Today, when we think of good design, we think of a certain quality of timelessness. (It’s 2011 and you’re still lusting after a mid-century Eames rocker, no?) But it hasn’t always been that way. The modernist movement, with its origins in the late 19th and early 20th centuries, was the turning point, when the eclectic and the baroque were replaced with a new taste for clean and decidedly functional lines. The legacy of the movement has endured, and Gestalten’s The Modernist serves as a beautiful piece of evidence.

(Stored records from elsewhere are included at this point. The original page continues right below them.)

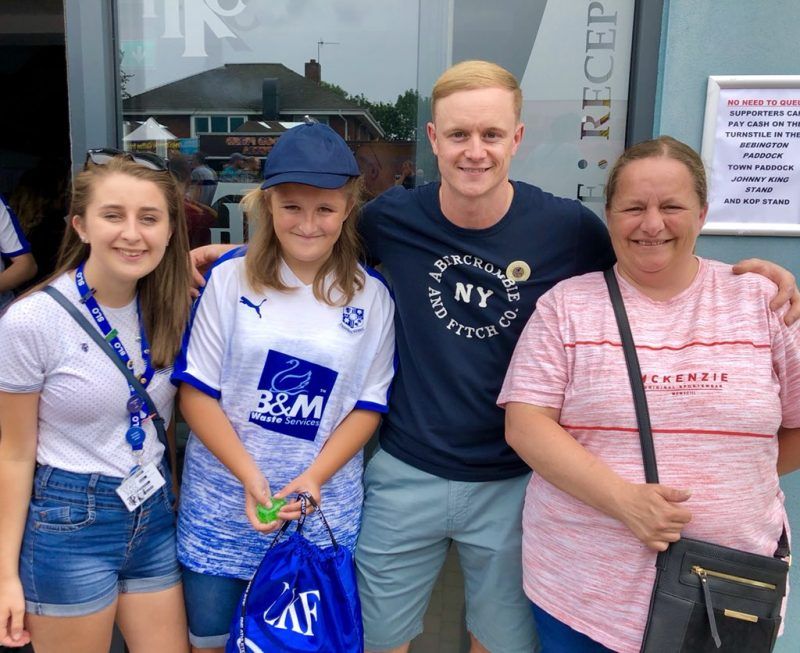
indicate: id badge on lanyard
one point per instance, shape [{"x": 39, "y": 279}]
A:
[{"x": 144, "y": 480}]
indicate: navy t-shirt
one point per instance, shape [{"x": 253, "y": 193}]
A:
[{"x": 462, "y": 298}]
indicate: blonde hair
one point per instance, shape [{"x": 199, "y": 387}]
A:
[
  {"x": 263, "y": 258},
  {"x": 164, "y": 292},
  {"x": 669, "y": 148},
  {"x": 474, "y": 74}
]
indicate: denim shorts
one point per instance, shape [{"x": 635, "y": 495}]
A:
[
  {"x": 557, "y": 637},
  {"x": 210, "y": 604},
  {"x": 82, "y": 546}
]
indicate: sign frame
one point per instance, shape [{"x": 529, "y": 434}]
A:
[{"x": 715, "y": 84}]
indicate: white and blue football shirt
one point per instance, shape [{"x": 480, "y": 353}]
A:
[{"x": 286, "y": 370}]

The book is a collection of the work of young graphic designers and illustrators designing under the influence (of modernism, that is), with limited palettes, a geometric eye, and an overall less-is-more approach to combining words and pictures. In fact, they’ve appropriated so much of the visual language of the era that upon first glance, the book deceptively feels like some sort of vintage catalog. The reader’s first hint that this is a 21st-century creation is the contemporary subject matter: posters designed for Black Swan, cover art for She & Him and The Walkmen, an M.R. James book jacket with pull quote from Michael Chabon.
If there’s any sort of feeling of dissonance, it fades quickly. The retro interpretations are a welcomed reversal of the way we typically interpret the past through the lens of the present; it’s quite fun to see a vintage spin on current titles and topics. To reduce a movie to a single shape, as design studio Hexagonall has done for Jaws (a white right triangle set on a blue background), is more than just a punchy one-liner; it’s an example of the subtle genius found in good graphic design.
The Modernist is available for $55 from Gestalten.